A solid long-term bet
The S&P 500 didn’t actually adopt 500 stocks until 1957. But between then and 2018, it’s delivered an average annual 8% return.
Now, let’s see what that might do for your retirement. Imagine you’re 30 years old and want to retire at 67, which is what’s considered full retirement age for Social Security purposes for anyone born in 1960 or later. If you manage to sock away $500 a month over that 37-year timeframe, and you invest that money in S&P 500 index funds that deliver an 8% average yearly return, you’ll wind up with over $1.2 million.
Of course, this is just one example. Not everyone has a 37-year savings window and not everyone can afford to part with $500 a month (though you might have a longer savings window yourself, or a shorter window but the ability to save a lot more on a monthly basis). And also, the S&P 500 is not guaranteed to deliver an average yearly 8% return between now and your target retirement date. But is it possible to retire a millionaire by focusing your investment strategy on S&P 500 index funds? Absolutely.

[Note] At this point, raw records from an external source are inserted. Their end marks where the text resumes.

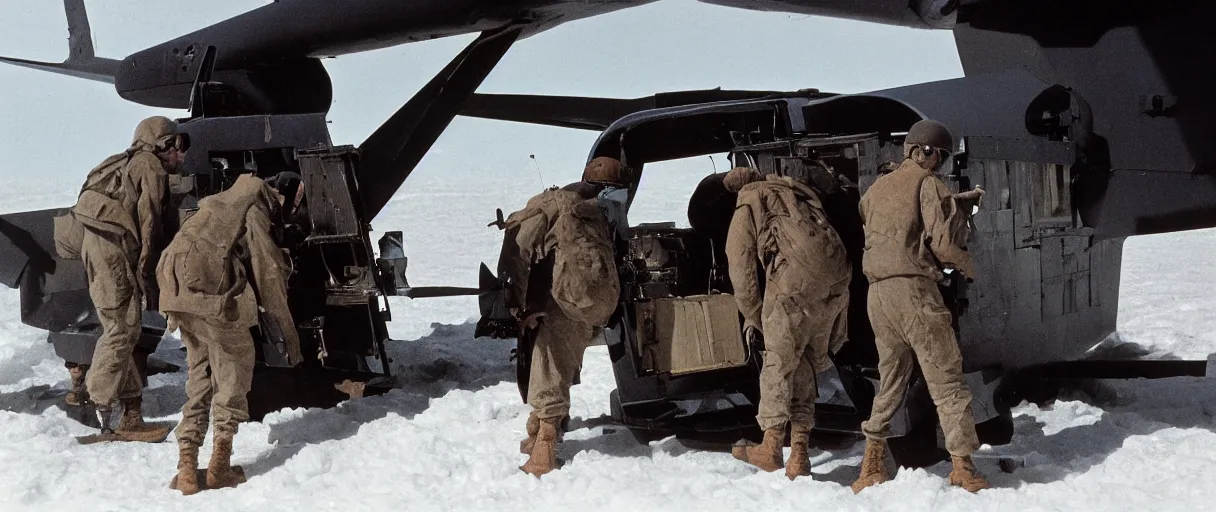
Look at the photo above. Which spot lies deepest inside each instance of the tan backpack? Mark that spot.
(105, 179)
(558, 224)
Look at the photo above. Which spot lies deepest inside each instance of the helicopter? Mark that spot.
(1041, 97)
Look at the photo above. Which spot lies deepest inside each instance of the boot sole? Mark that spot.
(156, 432)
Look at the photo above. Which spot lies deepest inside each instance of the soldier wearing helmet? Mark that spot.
(558, 253)
(120, 209)
(791, 276)
(220, 276)
(913, 234)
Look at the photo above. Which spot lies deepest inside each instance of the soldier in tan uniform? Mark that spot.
(120, 208)
(791, 276)
(915, 230)
(570, 226)
(215, 275)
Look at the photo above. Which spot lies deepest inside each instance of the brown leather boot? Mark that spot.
(186, 480)
(133, 415)
(542, 457)
(873, 466)
(77, 394)
(799, 463)
(533, 428)
(220, 473)
(966, 476)
(766, 455)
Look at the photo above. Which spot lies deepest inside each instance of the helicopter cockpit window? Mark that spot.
(666, 186)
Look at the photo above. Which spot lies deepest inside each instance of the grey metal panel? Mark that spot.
(1052, 275)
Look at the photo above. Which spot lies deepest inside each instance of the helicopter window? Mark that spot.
(665, 187)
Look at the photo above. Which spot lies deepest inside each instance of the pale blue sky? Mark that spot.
(54, 128)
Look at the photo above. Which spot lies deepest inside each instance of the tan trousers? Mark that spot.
(112, 375)
(912, 325)
(797, 339)
(557, 356)
(219, 359)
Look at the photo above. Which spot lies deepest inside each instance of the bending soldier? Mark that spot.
(915, 230)
(119, 211)
(791, 276)
(570, 231)
(220, 270)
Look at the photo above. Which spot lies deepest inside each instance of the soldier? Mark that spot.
(120, 208)
(220, 270)
(570, 229)
(781, 235)
(913, 232)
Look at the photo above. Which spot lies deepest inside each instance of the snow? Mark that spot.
(448, 438)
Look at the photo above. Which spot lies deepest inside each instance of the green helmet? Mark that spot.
(933, 134)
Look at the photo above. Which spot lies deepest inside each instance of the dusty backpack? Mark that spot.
(106, 179)
(561, 229)
(794, 229)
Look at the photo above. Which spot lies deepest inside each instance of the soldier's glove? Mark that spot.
(753, 336)
(170, 324)
(151, 293)
(530, 320)
(969, 200)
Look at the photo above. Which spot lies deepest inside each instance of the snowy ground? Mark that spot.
(448, 438)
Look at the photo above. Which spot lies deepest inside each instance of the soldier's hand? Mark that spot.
(532, 320)
(752, 335)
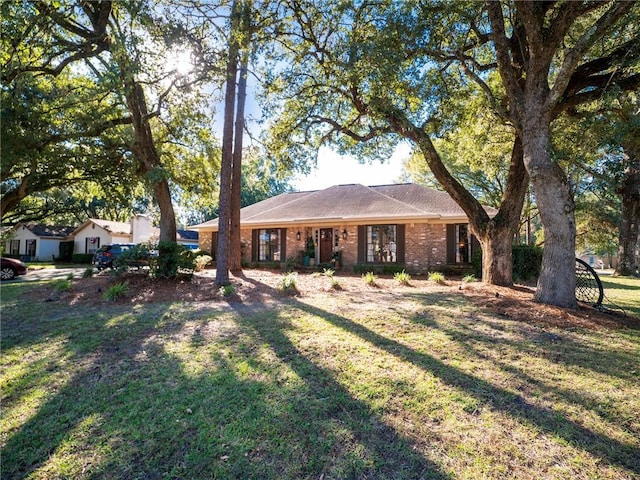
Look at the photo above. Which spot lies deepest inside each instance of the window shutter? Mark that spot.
(254, 245)
(400, 243)
(451, 244)
(362, 243)
(283, 244)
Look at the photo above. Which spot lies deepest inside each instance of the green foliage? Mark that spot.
(335, 284)
(527, 261)
(173, 259)
(227, 290)
(379, 268)
(116, 291)
(437, 277)
(403, 278)
(370, 279)
(288, 283)
(82, 257)
(328, 272)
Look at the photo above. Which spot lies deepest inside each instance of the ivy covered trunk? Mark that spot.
(556, 283)
(145, 150)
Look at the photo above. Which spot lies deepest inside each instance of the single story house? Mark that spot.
(94, 233)
(35, 241)
(405, 224)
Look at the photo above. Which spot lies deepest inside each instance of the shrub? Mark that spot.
(527, 261)
(335, 284)
(173, 259)
(370, 278)
(202, 261)
(328, 272)
(437, 277)
(227, 290)
(403, 278)
(287, 283)
(116, 291)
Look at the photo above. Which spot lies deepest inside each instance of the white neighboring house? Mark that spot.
(36, 242)
(94, 233)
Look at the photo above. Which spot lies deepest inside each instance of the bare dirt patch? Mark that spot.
(262, 286)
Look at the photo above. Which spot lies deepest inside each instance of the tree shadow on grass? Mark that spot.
(607, 449)
(134, 409)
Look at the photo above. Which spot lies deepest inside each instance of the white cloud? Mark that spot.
(333, 169)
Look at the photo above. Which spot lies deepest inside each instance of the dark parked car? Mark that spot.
(10, 268)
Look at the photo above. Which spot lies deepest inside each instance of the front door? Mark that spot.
(326, 245)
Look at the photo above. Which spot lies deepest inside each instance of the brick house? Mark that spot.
(408, 225)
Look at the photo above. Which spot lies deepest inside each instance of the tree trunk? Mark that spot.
(629, 236)
(226, 169)
(557, 280)
(144, 148)
(496, 235)
(235, 253)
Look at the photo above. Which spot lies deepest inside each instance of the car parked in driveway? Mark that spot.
(10, 268)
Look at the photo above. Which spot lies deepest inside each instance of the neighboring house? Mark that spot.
(94, 233)
(36, 242)
(407, 224)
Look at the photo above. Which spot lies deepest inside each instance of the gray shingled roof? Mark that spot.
(349, 203)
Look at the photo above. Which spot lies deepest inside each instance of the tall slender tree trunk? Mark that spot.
(144, 148)
(629, 235)
(556, 283)
(235, 251)
(226, 169)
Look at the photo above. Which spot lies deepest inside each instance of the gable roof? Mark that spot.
(349, 203)
(116, 228)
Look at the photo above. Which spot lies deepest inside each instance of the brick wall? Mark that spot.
(425, 244)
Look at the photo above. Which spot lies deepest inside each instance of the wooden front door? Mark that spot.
(326, 245)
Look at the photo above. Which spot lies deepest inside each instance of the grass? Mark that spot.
(415, 385)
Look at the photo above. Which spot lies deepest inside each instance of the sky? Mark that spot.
(333, 169)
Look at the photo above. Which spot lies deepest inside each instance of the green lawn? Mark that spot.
(622, 293)
(419, 384)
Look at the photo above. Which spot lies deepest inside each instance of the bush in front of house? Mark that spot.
(173, 260)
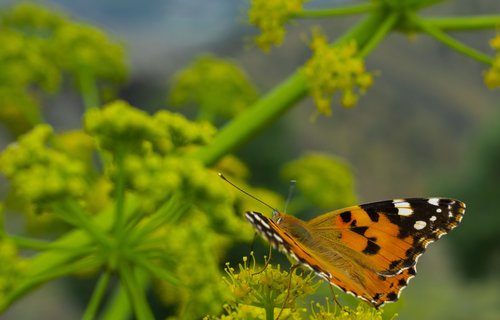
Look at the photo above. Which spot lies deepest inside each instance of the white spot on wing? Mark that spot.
(278, 238)
(434, 201)
(404, 208)
(419, 224)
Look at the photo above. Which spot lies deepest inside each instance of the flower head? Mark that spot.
(492, 76)
(335, 69)
(270, 16)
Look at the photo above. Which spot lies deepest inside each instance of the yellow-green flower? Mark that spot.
(335, 69)
(217, 87)
(41, 174)
(492, 76)
(268, 288)
(270, 16)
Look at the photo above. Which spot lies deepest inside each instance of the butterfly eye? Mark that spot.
(276, 216)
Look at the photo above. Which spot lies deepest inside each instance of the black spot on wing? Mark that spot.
(359, 230)
(374, 216)
(392, 296)
(346, 216)
(371, 248)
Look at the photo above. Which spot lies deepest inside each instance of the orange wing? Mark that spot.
(367, 250)
(388, 236)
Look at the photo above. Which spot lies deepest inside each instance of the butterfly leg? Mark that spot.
(334, 297)
(292, 270)
(267, 260)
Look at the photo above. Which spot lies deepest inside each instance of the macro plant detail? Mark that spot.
(132, 200)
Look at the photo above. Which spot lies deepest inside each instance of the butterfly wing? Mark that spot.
(367, 250)
(381, 242)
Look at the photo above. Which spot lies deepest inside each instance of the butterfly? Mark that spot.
(368, 250)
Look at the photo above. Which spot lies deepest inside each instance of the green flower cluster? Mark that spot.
(270, 16)
(257, 293)
(217, 87)
(41, 174)
(39, 47)
(118, 128)
(492, 76)
(12, 267)
(325, 181)
(362, 312)
(335, 69)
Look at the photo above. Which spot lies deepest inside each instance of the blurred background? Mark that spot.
(428, 127)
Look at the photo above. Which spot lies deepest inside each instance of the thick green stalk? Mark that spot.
(449, 41)
(28, 243)
(276, 102)
(34, 280)
(341, 11)
(135, 292)
(379, 35)
(97, 296)
(464, 23)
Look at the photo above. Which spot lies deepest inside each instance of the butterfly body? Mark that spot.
(368, 250)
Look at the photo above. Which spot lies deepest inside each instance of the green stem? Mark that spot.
(53, 261)
(449, 41)
(464, 23)
(28, 243)
(152, 269)
(275, 103)
(136, 293)
(85, 223)
(97, 296)
(168, 212)
(34, 280)
(333, 12)
(88, 88)
(379, 35)
(118, 307)
(269, 312)
(120, 193)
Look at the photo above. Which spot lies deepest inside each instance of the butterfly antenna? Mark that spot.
(290, 194)
(248, 194)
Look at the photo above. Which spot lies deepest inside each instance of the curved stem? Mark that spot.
(379, 35)
(276, 102)
(34, 280)
(464, 23)
(85, 223)
(135, 292)
(28, 243)
(333, 12)
(449, 41)
(120, 193)
(88, 88)
(97, 296)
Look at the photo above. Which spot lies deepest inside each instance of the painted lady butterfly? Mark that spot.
(368, 250)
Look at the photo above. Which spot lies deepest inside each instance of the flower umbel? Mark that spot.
(492, 76)
(335, 69)
(254, 288)
(270, 17)
(216, 86)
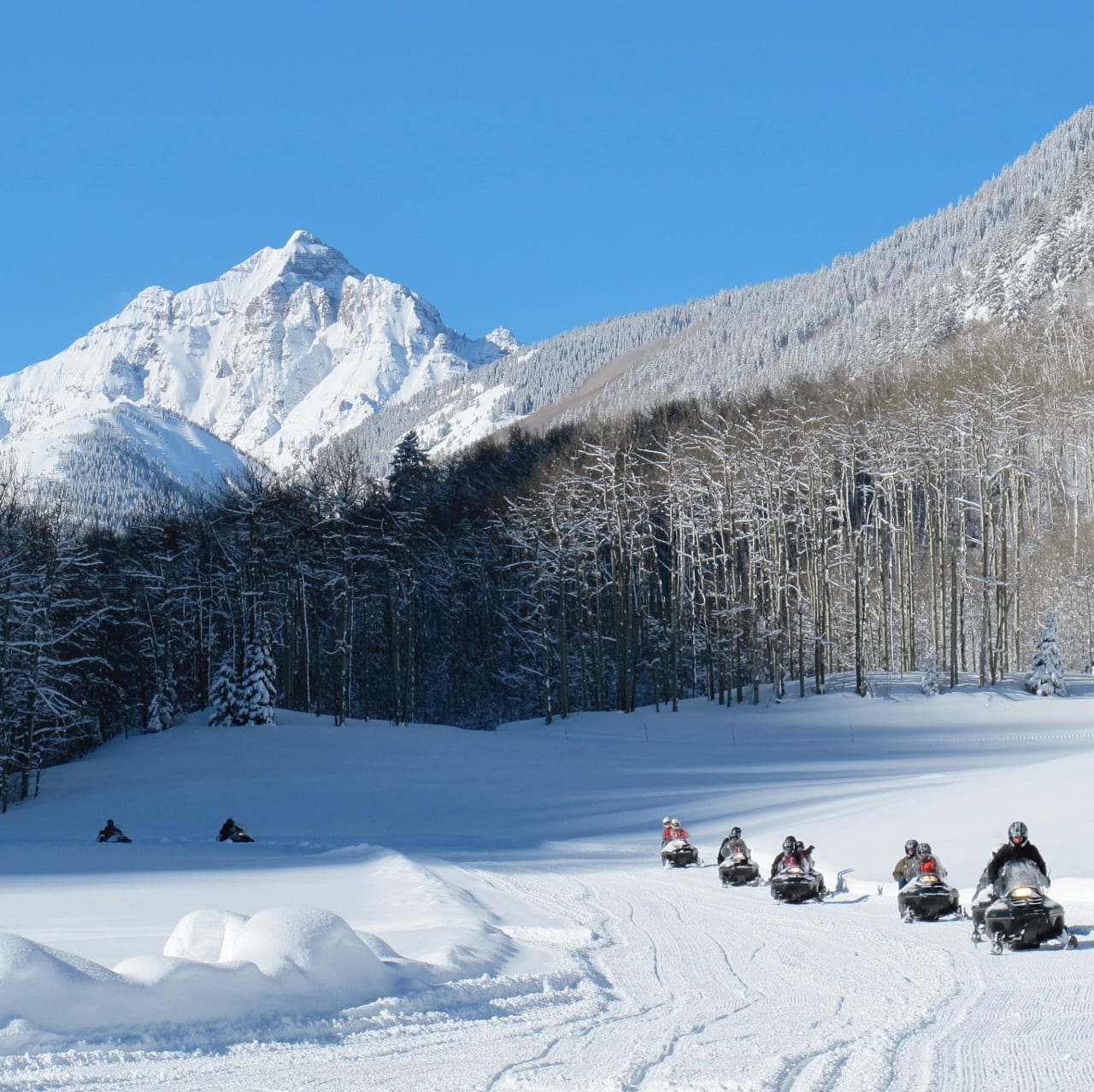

Now keep in mind that it’s a good idea to have some conservative investments in your retirement portfolio when you’re younger, and that you’ll absolutely need to shift toward safer investments like bonds as retirement nears. But if you put a large chunk of your savings into S&P 500 index funds, there’s a good chance they’ll deliver as they’ve done in the past. And that means you have a real opportunity to close out your career with $1 million or more, and subsequently enjoy the retirement of your dreams.